The sensitivity, adaptive capacity, and vulnerability of natural and human
systems to climate change, and the potential consequences of climate change,
are assessed in the report of Working Group II of the Intergovernmental Panel
on Climate Change (IPCC), Climate Change 2001: Impacts, Adaptation, and Vulnerability.
This report builds upon the past assessment reports of the IPCC, reexamining
key conclusions of the earlier assessments and incorporating results from more
recent research. 2
Observed changes in climate, their causes, and potential future changes are
assessed in the report of Working Group I of the IPCC,
Climate Change 2001: The Scientific Basis. The Working Group
I report concludes, inter alia, that the globally averaged surface temperatures
have increased by 0.6 ± 0.2°C over the 20th century; and that, for
the range of scenarios developed in the IPCC Special Report on Emission Scenarios
(SRES), the globally averaged surface air temperature is projected by models
to warm 1.4 to 5.8°C by 2100 relative to 1990, and globally averaged sea
level is projected by models to rise 0.09 to 0.88 m by 2100. These projections
indicate that the warming would vary by region, and be accompanied by increases
and decreases in precipitation. In addition, there would be changes in the variability
of climate, and changes in the frequency and intensity of some extreme climate
phenomena. These general features of climate change act on natural and human
systems and they set the context for the Working Group II assessment. The available
literature has not yet investigated climate change impacts, adaptation, and
vulnerability associated with the upper end of the projected range of warming.

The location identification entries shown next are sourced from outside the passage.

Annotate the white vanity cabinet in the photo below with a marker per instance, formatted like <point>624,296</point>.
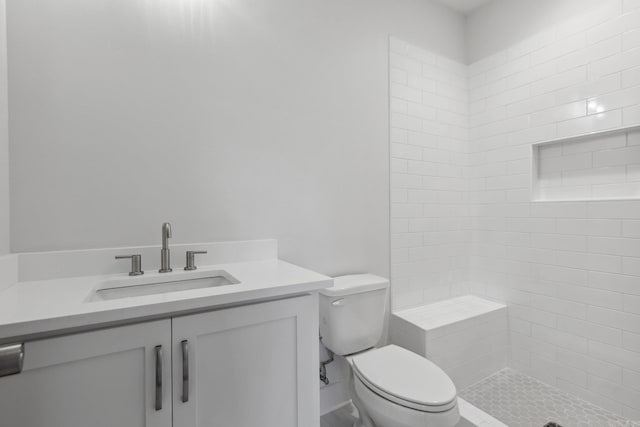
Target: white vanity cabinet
<point>103,378</point>
<point>255,365</point>
<point>246,366</point>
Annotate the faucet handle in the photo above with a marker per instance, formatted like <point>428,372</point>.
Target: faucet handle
<point>136,264</point>
<point>191,259</point>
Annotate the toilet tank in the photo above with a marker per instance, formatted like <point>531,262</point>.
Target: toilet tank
<point>352,313</point>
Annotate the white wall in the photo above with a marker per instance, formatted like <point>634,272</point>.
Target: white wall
<point>4,137</point>
<point>429,176</point>
<point>500,23</point>
<point>233,120</point>
<point>569,271</point>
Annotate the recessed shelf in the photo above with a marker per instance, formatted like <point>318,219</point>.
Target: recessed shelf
<point>597,166</point>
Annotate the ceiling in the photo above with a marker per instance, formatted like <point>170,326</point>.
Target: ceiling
<point>464,6</point>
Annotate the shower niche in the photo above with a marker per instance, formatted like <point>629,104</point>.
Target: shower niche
<point>598,166</point>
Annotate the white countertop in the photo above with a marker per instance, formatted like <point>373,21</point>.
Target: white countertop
<point>41,307</point>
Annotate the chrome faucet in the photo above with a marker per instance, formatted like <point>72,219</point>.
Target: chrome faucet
<point>165,254</point>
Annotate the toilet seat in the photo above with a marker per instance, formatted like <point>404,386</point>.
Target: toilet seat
<point>406,379</point>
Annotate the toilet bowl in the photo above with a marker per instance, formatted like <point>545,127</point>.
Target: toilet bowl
<point>393,387</point>
<point>390,386</point>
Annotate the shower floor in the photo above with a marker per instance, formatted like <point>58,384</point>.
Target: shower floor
<point>521,401</point>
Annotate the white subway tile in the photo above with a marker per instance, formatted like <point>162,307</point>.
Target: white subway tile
<point>619,356</point>
<point>591,365</point>
<point>615,209</point>
<point>631,77</point>
<point>631,266</point>
<point>631,116</point>
<point>617,157</point>
<point>632,305</point>
<point>559,113</point>
<point>615,282</point>
<point>589,124</point>
<point>616,391</point>
<point>631,379</point>
<point>600,86</point>
<point>397,45</point>
<point>630,5</point>
<point>631,39</point>
<point>614,100</point>
<point>631,228</point>
<point>589,227</point>
<point>614,318</point>
<point>559,338</point>
<point>398,76</point>
<point>591,331</point>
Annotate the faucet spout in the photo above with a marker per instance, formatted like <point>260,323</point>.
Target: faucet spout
<point>166,234</point>
<point>165,253</point>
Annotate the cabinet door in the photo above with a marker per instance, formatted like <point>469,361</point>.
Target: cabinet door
<point>255,365</point>
<point>104,378</point>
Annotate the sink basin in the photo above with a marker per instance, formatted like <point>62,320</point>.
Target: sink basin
<point>156,283</point>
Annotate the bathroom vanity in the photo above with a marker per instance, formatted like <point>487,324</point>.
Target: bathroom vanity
<point>240,354</point>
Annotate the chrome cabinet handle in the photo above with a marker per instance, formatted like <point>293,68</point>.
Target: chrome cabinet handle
<point>185,370</point>
<point>11,359</point>
<point>158,377</point>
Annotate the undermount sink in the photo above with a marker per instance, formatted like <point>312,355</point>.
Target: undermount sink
<point>156,283</point>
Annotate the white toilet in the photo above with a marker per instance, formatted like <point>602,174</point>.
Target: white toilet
<point>390,386</point>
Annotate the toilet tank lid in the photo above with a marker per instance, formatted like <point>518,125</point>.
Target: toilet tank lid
<point>355,284</point>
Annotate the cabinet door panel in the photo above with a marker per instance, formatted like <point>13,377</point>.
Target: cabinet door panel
<point>103,378</point>
<point>249,366</point>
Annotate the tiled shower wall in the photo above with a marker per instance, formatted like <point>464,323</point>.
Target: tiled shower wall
<point>569,271</point>
<point>429,176</point>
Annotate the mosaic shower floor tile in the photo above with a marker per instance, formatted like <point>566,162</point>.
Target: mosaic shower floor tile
<point>521,401</point>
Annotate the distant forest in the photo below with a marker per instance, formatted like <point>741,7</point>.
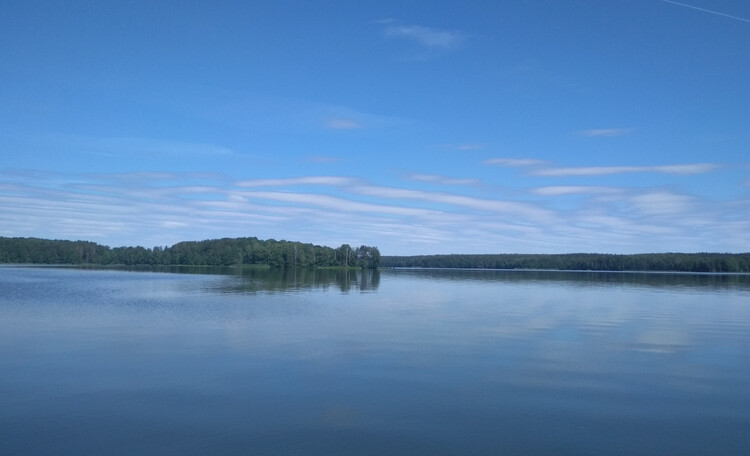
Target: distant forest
<point>214,252</point>
<point>288,254</point>
<point>679,262</point>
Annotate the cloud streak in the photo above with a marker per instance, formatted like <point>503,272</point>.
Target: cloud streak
<point>163,208</point>
<point>428,37</point>
<point>718,13</point>
<point>514,162</point>
<point>696,168</point>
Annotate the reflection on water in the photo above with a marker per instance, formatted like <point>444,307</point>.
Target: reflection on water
<point>253,279</point>
<point>585,278</point>
<point>425,362</point>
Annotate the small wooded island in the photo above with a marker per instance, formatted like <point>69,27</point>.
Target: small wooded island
<point>289,254</point>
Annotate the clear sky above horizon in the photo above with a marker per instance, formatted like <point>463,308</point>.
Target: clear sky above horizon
<point>419,127</point>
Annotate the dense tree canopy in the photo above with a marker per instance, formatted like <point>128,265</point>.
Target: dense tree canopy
<point>214,252</point>
<point>684,262</point>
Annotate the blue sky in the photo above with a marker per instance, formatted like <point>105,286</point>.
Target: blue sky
<point>419,127</point>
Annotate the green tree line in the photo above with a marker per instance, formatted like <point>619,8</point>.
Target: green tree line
<point>213,252</point>
<point>681,262</point>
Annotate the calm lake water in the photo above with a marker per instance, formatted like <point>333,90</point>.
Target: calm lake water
<point>410,362</point>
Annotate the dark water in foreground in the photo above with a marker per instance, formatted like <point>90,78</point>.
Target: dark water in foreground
<point>396,362</point>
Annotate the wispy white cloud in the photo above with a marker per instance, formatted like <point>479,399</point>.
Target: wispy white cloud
<point>481,204</point>
<point>662,203</point>
<point>432,38</point>
<point>514,162</point>
<point>560,190</point>
<point>295,181</point>
<point>163,208</point>
<point>694,168</point>
<point>442,179</point>
<point>605,132</point>
<point>718,13</point>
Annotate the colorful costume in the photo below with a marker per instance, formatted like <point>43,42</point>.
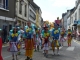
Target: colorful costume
<point>0,46</point>
<point>29,42</point>
<point>55,35</point>
<point>46,36</point>
<point>55,42</point>
<point>38,39</point>
<point>69,36</point>
<point>14,43</point>
<point>62,39</point>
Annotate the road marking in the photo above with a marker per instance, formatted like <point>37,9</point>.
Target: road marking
<point>7,57</point>
<point>76,42</point>
<point>59,47</point>
<point>70,48</point>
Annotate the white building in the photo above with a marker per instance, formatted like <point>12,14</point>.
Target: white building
<point>64,17</point>
<point>21,12</point>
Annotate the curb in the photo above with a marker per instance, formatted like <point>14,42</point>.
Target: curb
<point>5,45</point>
<point>76,41</point>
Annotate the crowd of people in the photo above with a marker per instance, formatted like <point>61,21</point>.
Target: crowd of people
<point>33,37</point>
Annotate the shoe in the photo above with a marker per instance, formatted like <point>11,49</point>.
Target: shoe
<point>30,59</point>
<point>27,58</point>
<point>53,53</point>
<point>58,53</point>
<point>46,55</point>
<point>13,59</point>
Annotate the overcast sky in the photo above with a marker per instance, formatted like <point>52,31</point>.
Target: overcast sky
<point>51,9</point>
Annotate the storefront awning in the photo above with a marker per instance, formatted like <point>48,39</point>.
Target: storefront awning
<point>74,24</point>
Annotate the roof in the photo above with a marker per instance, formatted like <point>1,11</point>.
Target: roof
<point>33,4</point>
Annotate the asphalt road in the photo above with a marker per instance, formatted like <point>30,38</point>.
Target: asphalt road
<point>66,53</point>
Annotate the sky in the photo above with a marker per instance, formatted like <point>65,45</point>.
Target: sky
<point>51,9</point>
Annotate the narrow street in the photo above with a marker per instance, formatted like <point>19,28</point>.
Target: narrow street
<point>66,53</point>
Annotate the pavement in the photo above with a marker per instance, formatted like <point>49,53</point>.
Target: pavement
<point>66,53</point>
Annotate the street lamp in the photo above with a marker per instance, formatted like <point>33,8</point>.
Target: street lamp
<point>22,2</point>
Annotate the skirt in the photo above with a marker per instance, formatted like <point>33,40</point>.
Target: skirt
<point>13,47</point>
<point>46,46</point>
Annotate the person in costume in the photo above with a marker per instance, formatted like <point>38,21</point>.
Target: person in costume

This Summary for Policymakers, which was approved by
IPCC member governments in Geneva in February 2001, describes the current state
of understanding of the impacts, adaptation, and vulnerability to climate change
and their uncertainties. Further details can be found in the underlying report.
Section 2 of the Summary presents a number of general
findings that emerge from integration of information across the full report.
Each of these findings addresses a different dimension of climate change impacts,
adaptation, and vulnerability, and no one dimension is paramount. Section
3 presents findings regarding individual natural and human systems, and
Section 4 highlights some of the issues of concern for
different regions of the world. Section 5 identifies priority
research areas to further advance understanding of the potential consequences
of and adaptation to climate change.